Day three of the collections saw two more standing ovations--for Emanuel Ungaro and Karl Lagerfeld at Chanel.
As Lynn Manulis, president of Martha’s shops said: “It’s been one of the most exciting weeks in fashion in years. There’s energy, spirit. The couture is very much alive. The mood is extravagant, luxurious, glamorous and elegant and will have enormous repercussions for the entire world of fashion.”
Judy Kroll of Henri Bendel was equally enthusiastic. “The collections are very inspirational, with lots of fantasy that can certainly translate into ready-to-wear. More is definitely more this season.”
On stage, there was lots of fashion excitement too as Lagerfeld continued to refine the idiom of the Chanel suit to a new spareness and sleekness. The handsomest were the bi-colored wool tweed suits in forest green or navy and black, with jackets and skirts color-blocked vertically. Even Lagerfeld’s huge, felt cartwheel hats for daytime were half one color, half the other. With these suits, the newest Chanel accessories: chokers, not ropes of pearls; leather strapped, boxy quilted shoulder bags and soup-plate-size black-and-white camellias.
Newest Jacket
Other day suits were horizontally banded in color instead of edged in braid. The newest jacket: a snug, small-shouldered cardigan edged in grosgrain or satin ribbon and stopping just at the waist. Skirts were gently rounded at the hip for what Lagerfeld called his “egg” shape. Lengths: short with the length of leg exaggerated by high-heel patent leather pumps.

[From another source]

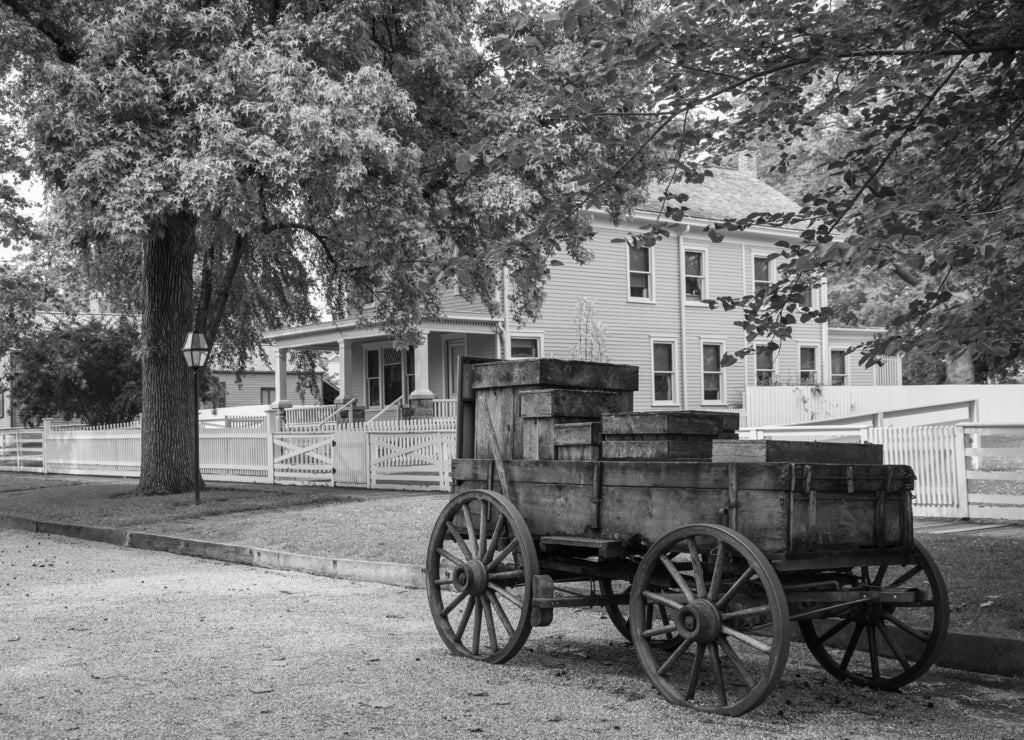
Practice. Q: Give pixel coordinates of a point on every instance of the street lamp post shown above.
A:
(196, 352)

The evening portion of the collection wandered from Chantilly lace hot pants to beaded short dresses inspired by the decor of the Theatre Royale in the Chateau de Versailles, and then to explosions of satin or taffeta, cut into one of the season’s signature strapless or sweetheart necklines--often with a skirt short in front and trailing into a ribbon-bedecked train.
Black velvet, satin and chiffon dominated, frequently mixed with royal blues, reds and greens.
Ungaro’s collection was equally extravagant, with the triple-ruffled collars, hula hoop ruffles bursting well above the knees, hip ruffles and flounces going from day through evening.
“So many details,” one store executive moaned, while an American fashion editor said: “It’s like eating too much whipped cream.” Ungaro, so far, is the only Paris couturier to continue width through the shoulders.
But never mind. Ungaro’s fans loved every minute of it. And the beauty of some of his creations--especially the gold-lace cardigan banded in fuchsia satin, with a slim black-velvet skirt re-embroidered with roses--pardoned any number of excesses.